Upon application, Florida provides a $25,000 exemption off the assessed value of your primary residence.


This applies to all property taxes, including school taxes.

Step 2:
Additional $25,000 Exemption


An additional exemption of to $25,000 applies to the assessed value over $75,000.
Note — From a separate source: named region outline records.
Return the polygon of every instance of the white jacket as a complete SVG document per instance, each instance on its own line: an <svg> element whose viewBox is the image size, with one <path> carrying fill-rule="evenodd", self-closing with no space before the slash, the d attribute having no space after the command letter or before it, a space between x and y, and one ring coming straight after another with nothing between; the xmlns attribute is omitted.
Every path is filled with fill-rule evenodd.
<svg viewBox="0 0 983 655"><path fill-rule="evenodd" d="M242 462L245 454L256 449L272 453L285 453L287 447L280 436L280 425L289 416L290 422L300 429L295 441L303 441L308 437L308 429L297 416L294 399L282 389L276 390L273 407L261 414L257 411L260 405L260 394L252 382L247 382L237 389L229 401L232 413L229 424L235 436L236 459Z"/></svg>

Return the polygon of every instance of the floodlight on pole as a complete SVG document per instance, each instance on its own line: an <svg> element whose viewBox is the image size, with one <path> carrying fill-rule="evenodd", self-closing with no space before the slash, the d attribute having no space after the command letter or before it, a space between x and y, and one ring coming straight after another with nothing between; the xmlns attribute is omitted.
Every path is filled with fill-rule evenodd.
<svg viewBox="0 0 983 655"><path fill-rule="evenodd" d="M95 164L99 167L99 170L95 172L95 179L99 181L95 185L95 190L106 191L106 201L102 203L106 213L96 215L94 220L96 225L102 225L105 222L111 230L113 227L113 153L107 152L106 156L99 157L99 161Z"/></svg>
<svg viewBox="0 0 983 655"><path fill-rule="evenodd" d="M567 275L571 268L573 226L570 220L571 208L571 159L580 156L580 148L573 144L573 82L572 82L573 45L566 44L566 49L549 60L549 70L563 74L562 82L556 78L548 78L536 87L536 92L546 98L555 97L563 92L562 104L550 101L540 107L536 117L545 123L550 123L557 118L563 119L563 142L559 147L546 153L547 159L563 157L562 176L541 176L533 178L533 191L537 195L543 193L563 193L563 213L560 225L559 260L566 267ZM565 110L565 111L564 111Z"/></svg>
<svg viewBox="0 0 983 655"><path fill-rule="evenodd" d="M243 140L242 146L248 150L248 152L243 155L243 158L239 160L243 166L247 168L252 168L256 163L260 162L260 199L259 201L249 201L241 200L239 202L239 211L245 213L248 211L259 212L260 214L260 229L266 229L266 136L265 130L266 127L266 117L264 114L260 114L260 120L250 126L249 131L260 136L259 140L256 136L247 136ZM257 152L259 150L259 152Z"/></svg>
This second exemption does not apply to school taxes, only county, city, and other local taxes.


Example:

  • Market value: $250,000
  • Assessed value: $250,000 (before exemptions)

 

Homestead exemptions applied:

  • First $25,000 reduces assessed value to $225,000 for all taxes.
  • Second $25,000 reduces assessed value further to $200,000, but only for non-school taxes.

Step 3: 
Save Our Homes (SOH) Cap


Once you qualify for the homestead exemption, the Save Our Homes cap limits annual increases in assessed value to the lesser of 3% or the change in the Consumer Price Index (CPI), whichever is less. This protects homeowners from rapid increases in taxable value.


Year 1 – You Buy the Home

  • Market Value: $300,000
  • Assessed Value: $300,000 (first year = same as market value)
  • Homestead Exemption: $50,000
  • Taxable Value: $300,000 – $50,000 = $250,000
  • Tax Rate: 1.5%
  • Property Tax: $250,000 × 0.015 = $3,750


Year 2 – Market Value Rises 10%

  • New Market Value: $330,000
  • SOH Cap: 3% (CPI = 6%, so lower = 3%)
  • New Assessed Value: $300,000 × 1.03 = $309,000
  • Homestead Exemption: $50,000
  • Taxable Value: $309,000 – $50,000 = $259,000
  • Property Tax: $259,000 × 0.015 = $3,885

 

Even though the market value rose 10%, the assessed value only went up 3%.